The records told her nothing. If there had been anything exceptional about the hospital where she’d been treated, or its staff or systems, she couldn’t find it. The First Cut mine itself had been just another mining complex, owned by the usual anonymous Corp which rented the shafts and remaining deposits out to the smaller cooperatives, collectives and entrepreneurs.

She gave up on the chip and just sat there, thinking of that enormous cavern and its mysterious, time-encrusted machines, the dark subniveal space they inhabited resonating in her like some awesome chord.

She dragged her all-girl ship crew out of an all-boy sex-show joint in Trench and left for Golter that evening.

“Hi, doll. Just replying to your message. Sure got us beat. We’ve made some inquiries into this Keep agency and got precisely nowhere. Looks brand new; no previous jobs, contracts… nothing. Best set of commercial references you’ve ever seen, but no pattern to them. Rumour is they put in a loss-leader tender for the book contract; had the other agencies changing their underwear on the hour, but nothing’s been heard of them since. No physical address and no record of who’s working for them, either. How the grisly twins you met in the tanker came to be on the pay-roll, we can’t work out. Can’t see any reason why you shouldn’t ask the Sad Brothers why they employed that particular agency, like you suggested, but something tells me you won’t get any joy there. Whole thing stinks. Much like the Sea House, come to think of it.

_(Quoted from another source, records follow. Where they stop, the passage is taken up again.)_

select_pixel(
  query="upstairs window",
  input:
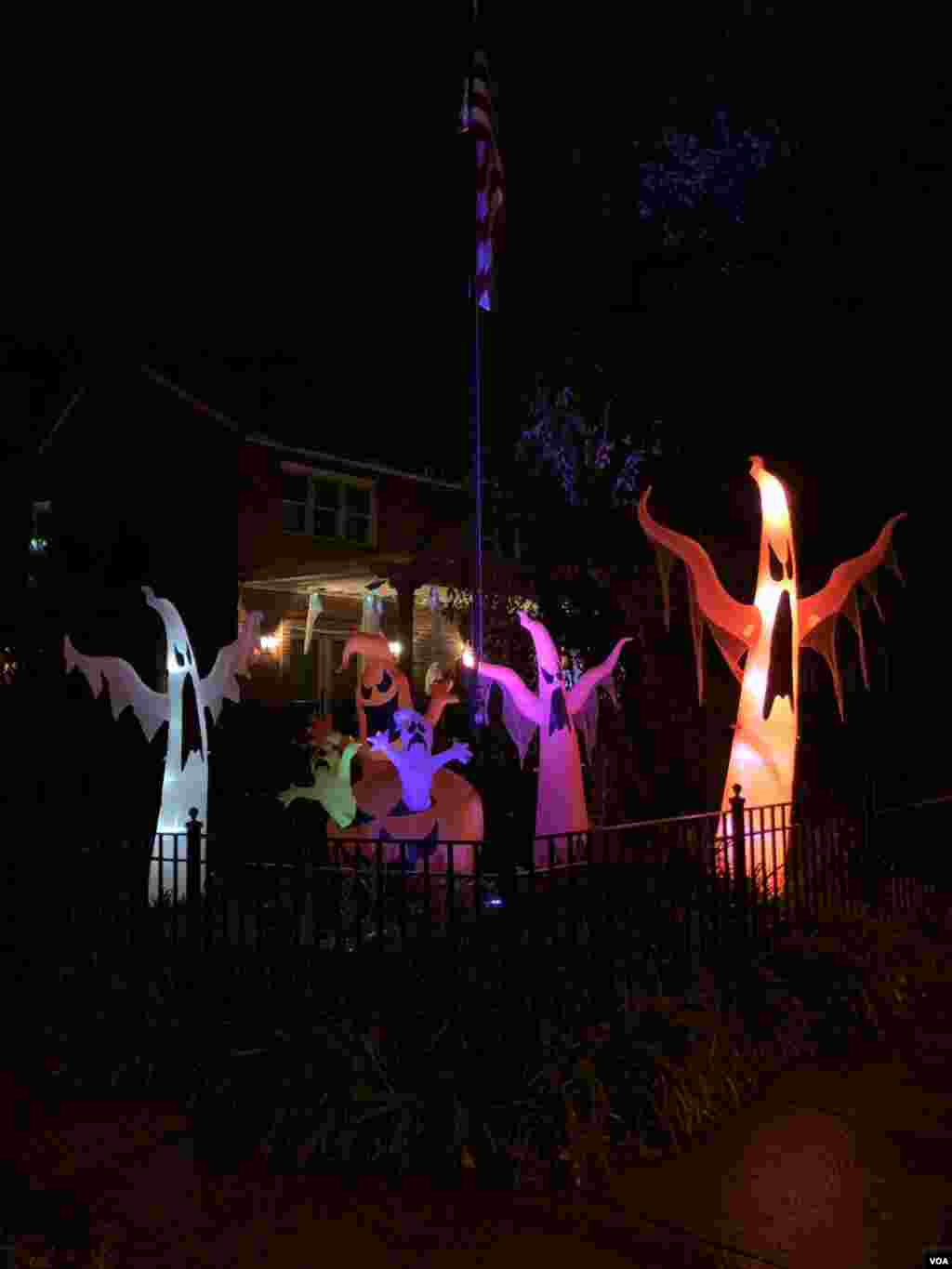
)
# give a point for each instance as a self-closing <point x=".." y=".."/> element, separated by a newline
<point x="327" y="507"/>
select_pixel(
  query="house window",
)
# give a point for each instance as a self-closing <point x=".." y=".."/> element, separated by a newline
<point x="327" y="507"/>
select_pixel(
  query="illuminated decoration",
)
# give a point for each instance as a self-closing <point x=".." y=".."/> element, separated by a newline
<point x="407" y="796"/>
<point x="416" y="761"/>
<point x="186" y="779"/>
<point x="313" y="609"/>
<point x="381" y="689"/>
<point x="437" y="639"/>
<point x="560" y="805"/>
<point x="330" y="767"/>
<point x="770" y="632"/>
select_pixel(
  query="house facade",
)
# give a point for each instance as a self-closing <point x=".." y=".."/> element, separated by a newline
<point x="379" y="549"/>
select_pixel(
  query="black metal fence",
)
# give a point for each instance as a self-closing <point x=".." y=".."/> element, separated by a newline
<point x="684" y="887"/>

“None of us had heard of this Girmeyn guy or the Commonwealth Foundation. The public access records all look innocuous enough. I’ve started a legal look-see, but so far it’s coming drier than a bar in Temperance City.

“The info chip they gave you; if it’s that data-dense and unsorted, the only thing we can think of is hand it over to an AI; hire one or ask your cousin for a favour… though I guess you’d have to tell them what you’re looking for, which might not be so smart. Suppose you’ve already thought of that, though.

“Sorry this is all so unhelpful. Umm… We’re all fine; there doesn’t seem to be any monk-like activity nearby. We’ll be leaving soon. See you at the arranged place. Love from all. Well, apart from Cenny, maybe. Ah, shit…” Zefla made a pained face then shook her head. “Just call me Ms Tactful. What the hell; have a safe voyage. See ya, doll.”

The image faded inside the holo-screen. Sharrow realised she’d tensed up a little as she’d watched the signal; she let go of the seat’s arms, letting her body float within the chair.

The control and data-screens of the Charter Spaceship Wheeler Dealer glowed gently around her. The bridge, like the rest of the ship, was unusually quiet; the vessel was just past the mid-point of its journey to Golter, in free-fall a couple of hours before it would turn its engines back on to begin braking. Equally conducive to the relative hush was the fact that the ship’s two crew-women, who favoured heavy-duty industro-thrash music, were both soundly asleep in their bunks.

Sharrow stared into the unreal grey depths of the holo-screen for a while, then sighed.

“Ship?”

“Ready, client Lady Sharrow,” the computer toned.

“You’re not an AI, are you?”

“I am not an Artificial Intelligence. I am a semi-”

“Never mind. Okay; thanks, I’m finished here.”